2000 year old iron furnaces found in Poland


More from the Mazovian centre of Iron production.
Excavations at Kanie (Mazovia Voivodeship) in Poland have uncovered the second largest centre of iron production in this area, dating back 2000 years. Finds that were of greatest interest to the archaeologists were a timber well of unusual design, a number of bloomery furnaces for smelting iron and according to the researchers, the site fits well into the pattern of other known ironworks settlements located in the Błonie Plains. The site also increases further understanding of mass production of iron in the territories inhabited by the Przeworsk culture which is part of a Polish Iron Age archaeological complex that dates from the 2nd century BCE to the 5th century CE. Robert Wereda of the Museum of Ancient Mazovia Metallurgy in Pruszków explained “We found 22 furnaces filled to varying degrees with slag and residue and intense black burn, and two half-dugouts, which contained numerous pottery sherds” 
The article devotes some attention to the unusual construction of a well from the site.

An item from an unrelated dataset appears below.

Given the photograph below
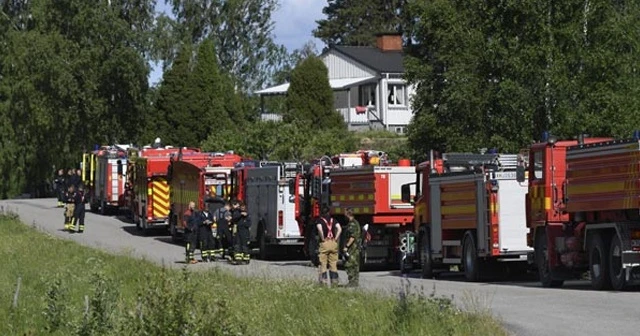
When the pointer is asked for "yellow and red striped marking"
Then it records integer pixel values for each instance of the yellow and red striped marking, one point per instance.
(160, 196)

The site also contained 22 structures used in the smelting of iron. The furnace type was called a bloomery and consisted of two parts: upper – a pit or chimney, approximately 2 m high with an opening at the base where slag was collected. Experiments have shown that each bloomery would take 200 kilogrammes of iron ore, which could be brought up to a temperature of 1200° C using charcoal. Settlements such as this one were producing industrial quantities of iron for a variety of purposes and as such this specialised village would contain all the stages of metallurgic processes with clay and iron ore sources close by. Blacksmith workshops, bloomery furnaces and wells are normally all found together at these workshop settlements. Currently in the Mazovia region archaeologists have located 238 within a relatively small area of only 300 square kilometres. Excavations prior to new water supply system The archaeological work preceded the construction of the water supply system. Excavations were headed by Dorota Słowińska from the Stefan Woyda Museum of Ancient Mazovia Metallurgy in Pruszków.